I feel lonely. There’s a lot I enjoy about my life - I have a lot of privileges and freedoms to cultivate the life that I desire. But I’m often lonely. I grew up in the era of the TV show Friends - assuming that once I’d hit my 20s, I’d suddenly have a group of local friends a mere stone’s throw away from wherever I lived, and we’d all be friends with each other. Television really punches you in the gut with that narrative. How I Met Your Mother was like that too and they upgraded - They actually hung out at a BAR (side note: Both shows managed to never see people of color in New York City which is another bit of writing for another day.)
I also thought I’d have a partner. I’ve lived with a partner before, someone I believed I loved with my whole heart, despite how strained and incompatible we were. Yet I was so lonely so much of the time. I felt so alone in my own feelings. I felt alone in my experience. I felt isolated.
At the same time, I relish being alone. As an introvert, I love that quiet time to myself in my house, just the cat nestled up somewhere and me. I crave it when I don’t have that time regularly.

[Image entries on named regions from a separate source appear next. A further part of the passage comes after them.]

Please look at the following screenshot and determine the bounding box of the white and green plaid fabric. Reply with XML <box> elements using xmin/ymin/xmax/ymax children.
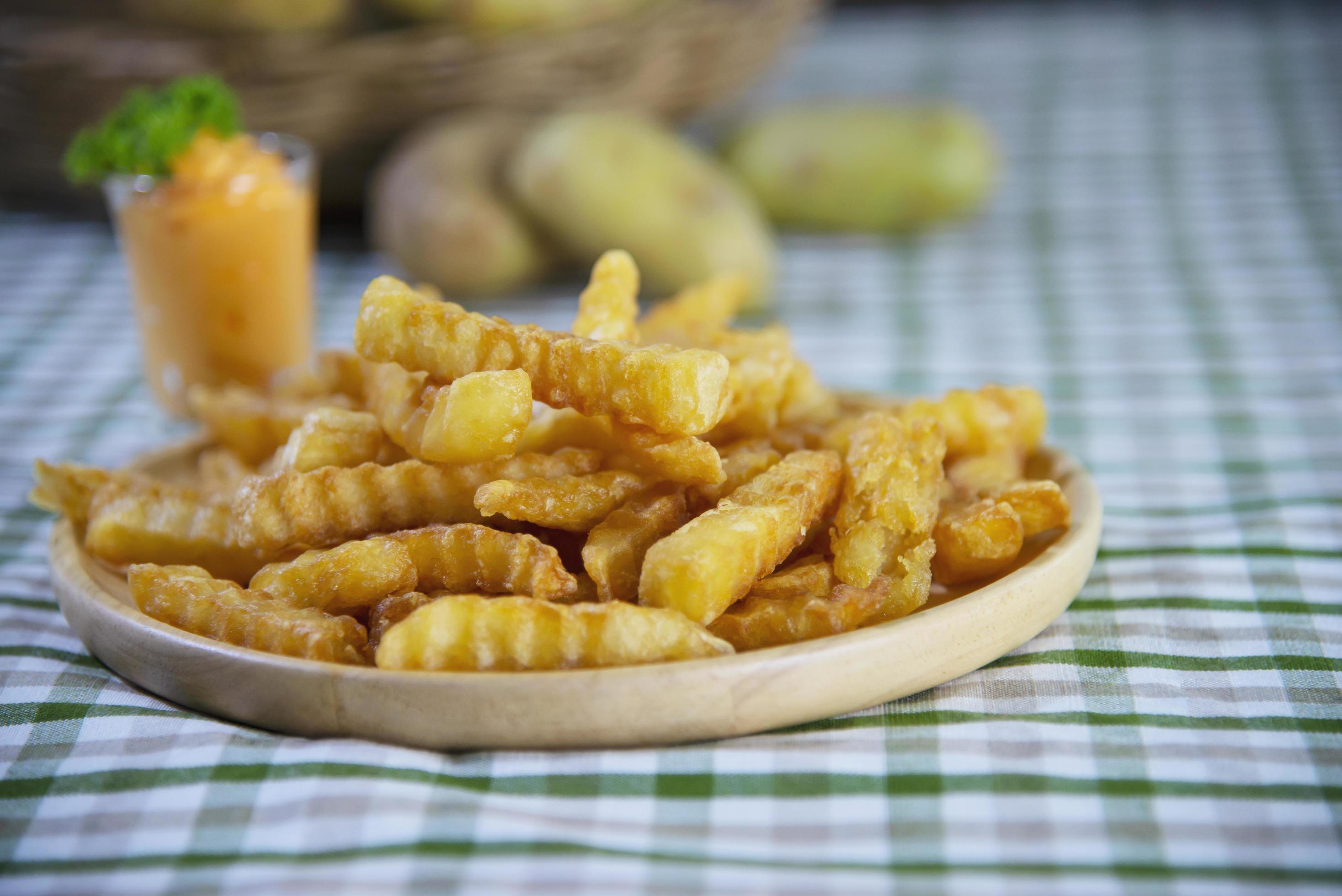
<box><xmin>0</xmin><ymin>4</ymin><xmax>1342</xmax><ymax>893</ymax></box>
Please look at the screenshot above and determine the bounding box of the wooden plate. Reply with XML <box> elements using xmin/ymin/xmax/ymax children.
<box><xmin>50</xmin><ymin>443</ymin><xmax>1102</xmax><ymax>748</ymax></box>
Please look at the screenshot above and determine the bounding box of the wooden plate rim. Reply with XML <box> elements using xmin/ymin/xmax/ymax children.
<box><xmin>48</xmin><ymin>438</ymin><xmax>1103</xmax><ymax>684</ymax></box>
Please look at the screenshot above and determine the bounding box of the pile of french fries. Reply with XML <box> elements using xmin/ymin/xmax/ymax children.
<box><xmin>32</xmin><ymin>251</ymin><xmax>1070</xmax><ymax>671</ymax></box>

I’m acutely aware of the difference between being alone and being lonely. I write that and yet I sabotage being alone in order to avoid being lonely. Loneliness is one of those feelings I push away as much as possible when I’m alone. I leave the TV on in the background when I'm at home. I get lost browsing social media, watching other people’s lives appear less lonely than my own.
But when I exist, quietly, in my home. After a long day. No distractions. That’s when I feel it. It’s like this weighted blanket. It’s sort of comforting because it’s so familiar. And it’s also...heavy and a bit sad. Because the fantasy of being less lonely is so aggressively pushed onto our lives. Social media. Television shows. The constant messaging of always being with friends and finding a romantic partner that you live happily ever after with. Meanwhile there are people who are living alone - or with other people - and secretly being miserable.

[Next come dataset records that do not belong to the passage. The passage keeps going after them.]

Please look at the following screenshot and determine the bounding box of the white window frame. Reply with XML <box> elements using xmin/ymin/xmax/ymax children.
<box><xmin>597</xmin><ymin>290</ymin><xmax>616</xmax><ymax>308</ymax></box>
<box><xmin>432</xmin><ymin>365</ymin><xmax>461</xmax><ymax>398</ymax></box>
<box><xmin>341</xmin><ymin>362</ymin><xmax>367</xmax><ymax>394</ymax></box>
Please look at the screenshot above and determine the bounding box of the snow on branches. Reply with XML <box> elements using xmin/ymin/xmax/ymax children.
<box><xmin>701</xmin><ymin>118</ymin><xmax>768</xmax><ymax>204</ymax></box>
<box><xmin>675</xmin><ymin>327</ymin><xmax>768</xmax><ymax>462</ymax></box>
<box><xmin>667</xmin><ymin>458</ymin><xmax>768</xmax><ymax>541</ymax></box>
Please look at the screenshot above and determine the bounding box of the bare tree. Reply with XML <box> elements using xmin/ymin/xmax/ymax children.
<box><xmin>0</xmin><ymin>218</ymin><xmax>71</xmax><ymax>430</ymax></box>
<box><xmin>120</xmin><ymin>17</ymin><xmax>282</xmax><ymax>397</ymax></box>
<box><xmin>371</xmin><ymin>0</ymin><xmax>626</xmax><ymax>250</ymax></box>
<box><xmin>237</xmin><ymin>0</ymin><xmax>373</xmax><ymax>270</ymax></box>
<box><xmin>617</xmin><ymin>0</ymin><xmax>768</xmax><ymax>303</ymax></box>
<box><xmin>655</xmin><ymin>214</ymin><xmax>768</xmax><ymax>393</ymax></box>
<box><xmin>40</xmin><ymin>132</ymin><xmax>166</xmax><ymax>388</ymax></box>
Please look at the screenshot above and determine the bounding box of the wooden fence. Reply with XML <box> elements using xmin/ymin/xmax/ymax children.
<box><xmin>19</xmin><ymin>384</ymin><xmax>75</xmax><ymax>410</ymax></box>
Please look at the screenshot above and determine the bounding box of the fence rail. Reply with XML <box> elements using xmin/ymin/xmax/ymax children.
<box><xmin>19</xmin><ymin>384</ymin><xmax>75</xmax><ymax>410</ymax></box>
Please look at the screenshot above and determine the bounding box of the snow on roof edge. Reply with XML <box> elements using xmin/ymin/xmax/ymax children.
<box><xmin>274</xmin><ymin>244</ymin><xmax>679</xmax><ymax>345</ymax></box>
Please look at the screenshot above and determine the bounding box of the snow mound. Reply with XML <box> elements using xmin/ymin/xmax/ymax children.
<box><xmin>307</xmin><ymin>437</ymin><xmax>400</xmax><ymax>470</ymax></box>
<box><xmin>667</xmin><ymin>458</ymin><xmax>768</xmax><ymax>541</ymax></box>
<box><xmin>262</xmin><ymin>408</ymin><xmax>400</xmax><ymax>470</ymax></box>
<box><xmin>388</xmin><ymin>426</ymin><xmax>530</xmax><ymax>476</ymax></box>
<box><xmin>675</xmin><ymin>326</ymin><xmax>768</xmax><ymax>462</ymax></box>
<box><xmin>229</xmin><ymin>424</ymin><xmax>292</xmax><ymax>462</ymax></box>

I don’t consider myself to be secretly miserable. I did at one point. It turned out I was secretly suffering from depression.
Depression treated, the loneliness remains palpable. Sometimes it feels like some pieces are missing.
When I finally do confront the loneliness, it’s actually ok. The world doesn’t fall apart. I don’t sink into a deep depression, from which I’ll never return. I just feel a bit heavy, a bit “ok, this sucks.” Sometimes a bit of dread wrapped in questions - what if I always feel this way, what if I never meet someone to build a life with?
And then the reminder comes from inside me: loneliness exists regardless of that external life you’re thinking about from television. Being around people can't prevent loneliness. Being in a relationship doesn't guarantee you won't feel lonely ever again. The loneliness only alleviates itself when you let the feeling of connectedness in. Connection to the universe, to community, to family and friends. You feel that warmth come in and you feel a bit less weighted by lonely, even if you are still alone.
The cure for aloneness is company. The cure for loneliness is connectedness.
When I was in college, a guest lecturer asked us to complete a short writing exercise.
Who do you love? Who loves you?
I think about this prompt often, years later. I feel less alone when I think of the people I love. I feel less lonely when I think of the people who love me. That’s the connection - the threads getting woven together, over distances and over timezones. It knits us into a cozy little blanket.